For months past he had postponed a thorough survey of his liabilities, with the shallowness of his character, preferring to ignore the worst. Even now, when he found himself hopelessly involved in debt, he could raise no better reason for it than his own "chronic ill-luck!"

With this phrase he stifled his conscience. Where another man would have realized the necessity for immediate action, he sat there numbed, half unbelieving, a martyr in his own opinion.

He felt no spur toward work as a means to solve the enigma. He could only look back and vent his anger on those concerned in his career who had failed at length to come forward to the assistance of a wastrel.

He cursed his father, his hand clenched, his green eyes full of spite.

He could see him now, still erect despite the heavy burden of years, at that final painful interview, when heart-sore at his son's extravagance he had flatly refused further help.

He allowed Stephen two hundred a year, in addition to the eighty pounds his mother had left him, annually, considering this a fair arrangement, and had told him crudely to "go and work!"

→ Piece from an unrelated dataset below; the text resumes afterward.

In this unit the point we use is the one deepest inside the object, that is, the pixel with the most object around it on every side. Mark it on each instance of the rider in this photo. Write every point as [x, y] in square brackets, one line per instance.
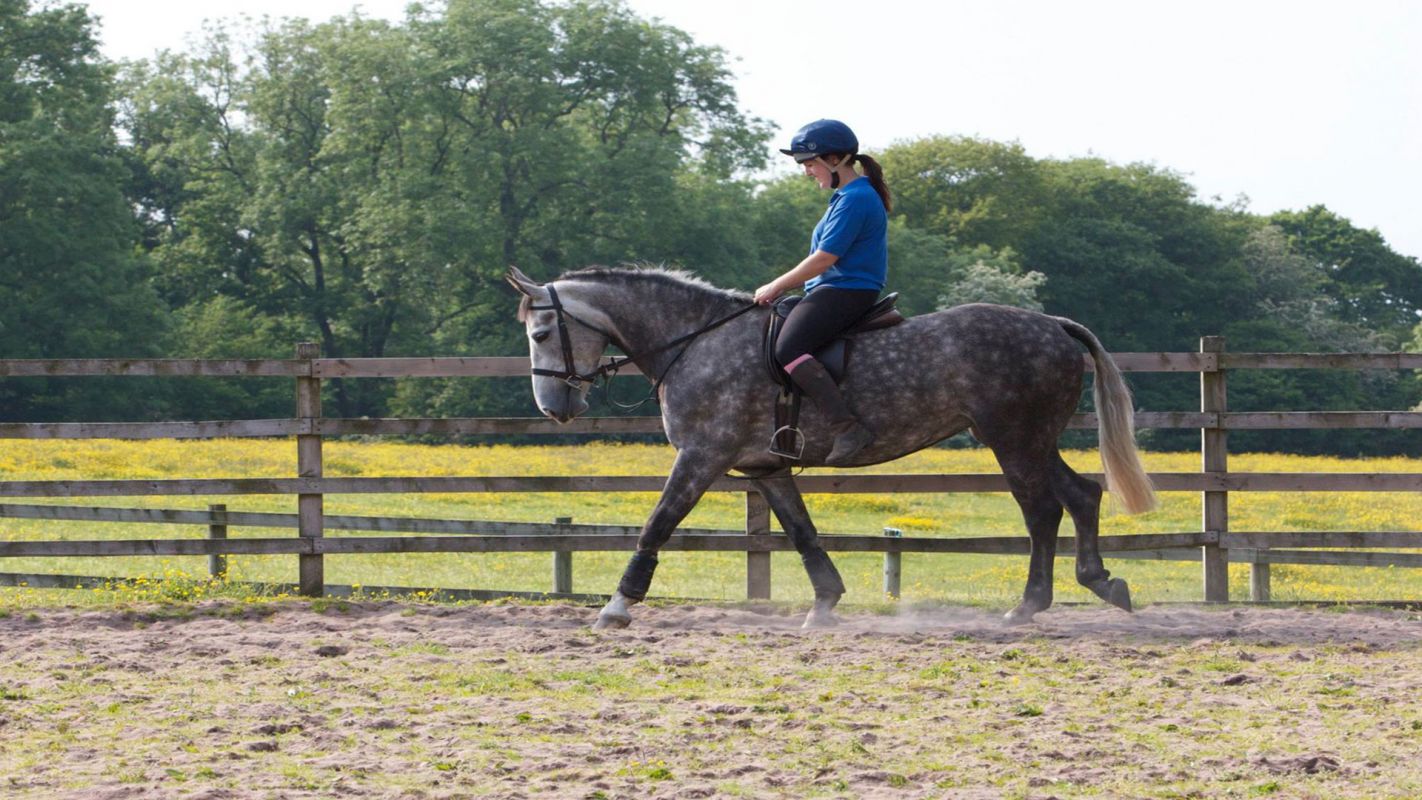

But work was the last thing Stephen sought. He had had the misfortune when barely twenty to meet a rich widow, double his age, who had taken a fancy to the boy.

She had made him a home in her pleasant house, petted and fed him much in the fashion she would have treated a favourite spaniel, but secretly amused by his pretensions.

With his sentimental, greenish eyes under their long, fair lashes, his clear complexion and pointed chin he had seemed not unlike a pretty girl.

He suited her purpose very well, not important enough to cause scandal, and this rich and somewhat lonely woman had paid gladly for his companionship.